PROVA INIDÔNEA
STJ não aceita prints de celular extraídos sem metodologia adequada

Reprodução Youtube

No processo penal, é inaceitável admitir provas extraídas de telefone celular que não passaram por procedimentos para assegurar a idoneidade e a integridade dos dados extraídos, decidiu, por unanimidade, a Quinta Turma do Superior Tribunal de Justiça (STJ).

Segundo o colegiado, as provas digitais podem ser facilmente alteradas, inclusive de maneira imperceptível. Portanto, demandam mais atenção e cuidado na custódia e no tratamento, sob pena de terem seu grau de confiabilidade diminuído ou até mesmo anulado.

Assim, a turma considerou que os prints de WhatsApp obtidos pela polícia em um celular não poderiam ser usados como prova na investigação sobre uma organização criminosa com a qual o dono do aparelho estaria envolvido.

Após o juízo de primeiro grau concluir pela validade das provas telemáticas, o Tribunal de Justiça do Rio Grande do Norte (TJRN) confirmou a sentença que condenou o réu a quatro anos e um mês de prisão, sob o fundamento de que não foram apontados indícios de manipulação ou de outro problema que invalidasse os dados tirados do celular.

Material digital deve ser tratado mediante critérios bem definidos

Ministro Joel Paciornik foi o relator do HC
Foto: Imprensa/STJ

Ao STJ, a defesa alegou que a extração de dados do aparelho foi feita pelo Departamento de Investigações sobre Narcóticos (Denarc), quando deveria ter sido realizada pelo Grupo de Atuação Especial de Repressão ao Crime Organizado (Gaeco), cujo procedimento seria o único capaz de impedir manipulação e assegurar a legitimidade da prova.

O ministro Joel Ilan Paciornik, relator do habeas corpus, ressaltou que é indispensável que todas as fases do processo de obtenção das provas digitais sejam documentadas, cabendo à polícia, além da adequação de metodologias tecnológicas que garantam a integridade dos elementos extraídos, o devido registro das etapas da cadeia de custódia, de modo que sejam asseguradas a autenticidade e a integralidade dos dados.
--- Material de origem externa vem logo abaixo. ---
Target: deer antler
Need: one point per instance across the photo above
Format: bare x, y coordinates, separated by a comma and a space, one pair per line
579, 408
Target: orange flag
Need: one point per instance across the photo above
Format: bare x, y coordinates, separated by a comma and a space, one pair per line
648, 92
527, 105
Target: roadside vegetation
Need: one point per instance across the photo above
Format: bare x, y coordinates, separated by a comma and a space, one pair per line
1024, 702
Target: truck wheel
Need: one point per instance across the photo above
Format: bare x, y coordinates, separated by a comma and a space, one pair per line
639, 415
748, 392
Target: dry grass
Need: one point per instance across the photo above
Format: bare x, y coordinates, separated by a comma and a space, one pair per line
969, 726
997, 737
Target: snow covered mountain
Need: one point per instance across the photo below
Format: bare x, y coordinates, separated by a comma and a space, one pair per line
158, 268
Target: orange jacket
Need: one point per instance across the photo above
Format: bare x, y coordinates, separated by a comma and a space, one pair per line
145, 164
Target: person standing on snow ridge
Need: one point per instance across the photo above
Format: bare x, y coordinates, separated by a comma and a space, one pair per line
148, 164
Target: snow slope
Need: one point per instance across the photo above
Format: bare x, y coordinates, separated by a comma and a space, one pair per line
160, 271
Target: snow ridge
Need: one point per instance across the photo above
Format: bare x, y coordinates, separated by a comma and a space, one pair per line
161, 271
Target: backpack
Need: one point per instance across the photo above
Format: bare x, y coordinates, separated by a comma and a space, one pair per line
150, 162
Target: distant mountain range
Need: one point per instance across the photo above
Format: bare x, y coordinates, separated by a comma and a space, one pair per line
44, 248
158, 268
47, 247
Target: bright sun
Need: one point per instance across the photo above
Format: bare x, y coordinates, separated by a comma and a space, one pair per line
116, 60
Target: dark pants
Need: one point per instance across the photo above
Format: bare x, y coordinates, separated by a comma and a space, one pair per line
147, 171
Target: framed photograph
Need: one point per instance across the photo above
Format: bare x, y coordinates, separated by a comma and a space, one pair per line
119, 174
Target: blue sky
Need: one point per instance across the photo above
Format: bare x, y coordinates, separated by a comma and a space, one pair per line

Segundo o relator, o material digital de interesse da persecução penal deve ser tratado mediante critérios bem definidos, com indicação de quem foi responsável pelas fases de reconhecimento, coleta, acondicionamento, transporte e processamento, tudo formalizado em laudo produzido por perito, com esclarecimento sobre metodologia empregada e ferramentas eventualmente utilizadas.

Máquina de extração não conseguiu ler o celular

Contudo, o magistrado destacou que, no caso dos autos, a análise dos dados se deu em consulta direta ao celular, sem o uso de máquinas extratoras. O aparelho telefônico até foi encaminhado para extração via kit Cellebrite – aparelho de extração e análise de dados digitais –porém o pacote da máquina disponível na Polícia Civil do Rio Grande do Norte não tinha atualização ou capacidade para leitura do dispositivo.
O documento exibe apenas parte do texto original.